Below is an excerpt from a Missouri Dept. of Conservation newsletter.  The
number of acres planted in crops for doves quadrupled this year.  That means
less habitat for other birds.  Once again, game species management prevails
over management for nongame species.

Yvonne Homeyer
St. Louis

----- Original Message -----
From: Jim Low <[log in to unmask]>
Subject: Aug. 22 All Outdoors

> 2. Conservation Department quadruples dove acreage
> The goal is to provide excellent dove hunting spots within easy driving
> distance of every Show-Me State hunter.
> JEFFERSON CITY - Missouri has plenty of mourning doves, and Missouri
> hunters will find thousands of acres of specially managed fields where
> they can hunt them.
> Dove hunting season opens Sept. 1 and runs through Nov. 9. John Schulz,
> a resource scientist for the Missouri Department of Conservation, says
> hunters will find plenty of doves when opening day arrives.

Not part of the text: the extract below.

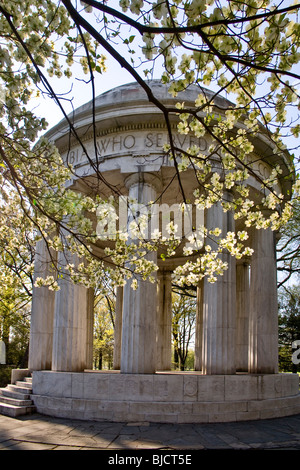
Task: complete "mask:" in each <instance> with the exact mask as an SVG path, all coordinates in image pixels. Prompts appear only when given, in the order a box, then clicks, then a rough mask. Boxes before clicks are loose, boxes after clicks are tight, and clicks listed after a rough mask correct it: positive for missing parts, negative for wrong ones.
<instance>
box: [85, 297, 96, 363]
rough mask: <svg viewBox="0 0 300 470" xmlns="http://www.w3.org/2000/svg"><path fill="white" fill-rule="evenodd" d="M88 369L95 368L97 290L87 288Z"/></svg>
mask: <svg viewBox="0 0 300 470" xmlns="http://www.w3.org/2000/svg"><path fill="white" fill-rule="evenodd" d="M86 294H87V337H86V369H93V348H94V306H95V292H94V289H92V288H90V289H88V290H87V293H86Z"/></svg>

> "The number of doves counted in our roadside survey this year was up in
> five out of eight regions," Schulz said. "The dry weather we are having
> probably is helping doves."
> Schulz said mourning doves make flimsy nests that provide little
> protection from the elements, so rainy weather cuts into chicks'
> survival. Dry weather reduces such losses.
> Furthermore, doves are ground feeders and are not as agile on their
> feet as quail or songbirds. Consequently, they have trouble reaching
> seeds and insect foods when vegetation is thick. Droughty weather
> decreases undergrowth, giving doves easier access to food.

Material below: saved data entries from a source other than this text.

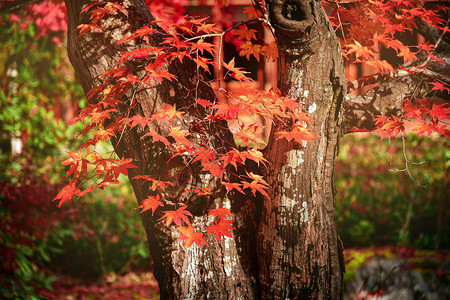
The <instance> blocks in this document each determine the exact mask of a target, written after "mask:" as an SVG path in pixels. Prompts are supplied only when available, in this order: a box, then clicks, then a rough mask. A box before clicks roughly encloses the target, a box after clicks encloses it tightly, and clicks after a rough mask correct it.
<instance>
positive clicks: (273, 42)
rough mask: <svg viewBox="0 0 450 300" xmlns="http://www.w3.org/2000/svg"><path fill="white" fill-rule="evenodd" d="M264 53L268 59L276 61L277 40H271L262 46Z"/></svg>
mask: <svg viewBox="0 0 450 300" xmlns="http://www.w3.org/2000/svg"><path fill="white" fill-rule="evenodd" d="M261 52H262V54H263V55H264V56H265V57H266V58H267V60H272V61H275V60H277V58H278V46H277V43H276V42H275V41H273V42H270V43H269V44H266V45H264V46H263V47H262V50H261Z"/></svg>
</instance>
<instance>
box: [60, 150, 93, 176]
mask: <svg viewBox="0 0 450 300" xmlns="http://www.w3.org/2000/svg"><path fill="white" fill-rule="evenodd" d="M67 154H69V155H70V158H68V159H66V160H65V161H63V162H62V164H63V165H65V166H68V165H71V166H70V168H69V170H68V171H67V173H66V177H68V176H70V175H72V174H74V175H73V176H74V178H79V177H80V175H81V174H82V173H84V174H87V164H88V161H87V160H86V159H84V158H83V154H81V153H78V152H67Z"/></svg>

> Schulz said hunter success on opening day will depend heavily on
> Midwestern weather conditions just before Sept. 1 and on local
> availability of food that draws doves into huntable concentrations.
> The Conservation Department has made a big push to turn the food factor
> in hunters' favor. This year it has dramatically increased the number
> and acreage of crop fields planted with doves' favorite foods -- mainly
> sunflowers and wheat. Doves appreciate the food plots, and hunters
> appreciate having places where doves are easy to find.
> The Conservation Department doubled the number of fields planted for
> doves, and it quadrupled the acreage in such fields. In all, the
> Conservation Department has more than 100 dove hunting fields in 50-plus
> counties. The total acreage is approximately 5,000 acres, four times the
> dove hunting ground available on conservation areas last year.
> "The mourning dove is Missouri's most popular game bird," said Wildlife
> Division Administrator Dave Erickson. "That's partly because it's a very
> democratic sort of hunting. It doesn't take lots of experience or fancy
> equipment. Just about anyone can enjoy if they have a place to go, and
> we are doing our best to make sure everyone has a dove hunting spot
> within reasonable driving distance of their home."
> Maps showing the locations of dove fields are available through
> Conservation Department regional offices statewide. A list of
> conservation areas with dove fields and maps of the areas is available
> at The latest
> mourning dove status report also is available at
> Areas where dove population indices were up compared to last year
> include the Mississippi Lowlands (+31.5 percent), Ozark Plateau (+26.2
> percent) Western Prairie (+19.7 percent), Northwestern Prairie (+12.7
> percent), and Western Ozark Border (+2.6 percent). Areas where indices
> dipped this year were the northern and Eastern Ozark Border (-16.6
> percent), Northern Riverbreaks (-14.3 percent) and Northeastern
> Riverbreaks (-6.3 percent).
> Although dove numbers were down from last year in the Northern and
> Northeastern riverbreaks, these areas remain 10.4 and 6.9 percent above
> their 10-year averages, respectively. Statewide dove numbers were 3.9
> percent higher than last year and 5.5 percent greater than the 10-year
> average.
> Dove hunters ages 16 through 64 must buy a Small Game Hunting Permit
> and a Missouri Migratory Bird Hunting Permit to pursue doves. Shooting
> hours are one-half hour before sunrise to sunset.
> Although mourning doves are the primary object of dove hunters'
> attention, Missouri also has one exotic dove species and another native
> species that is seen occasionally. Eurasian collared-doves and
> white-winged doves are legal game in Missouri, but they must be included
> in the aggregate daily limit of 12 and the possession limit of 24 doves.
> Full details on dove season regulations are available in the 2003
> Migratory Bird Hunting Digest. The booklet is available free of charge
> at Conservation Department offices and wherever permits are sold.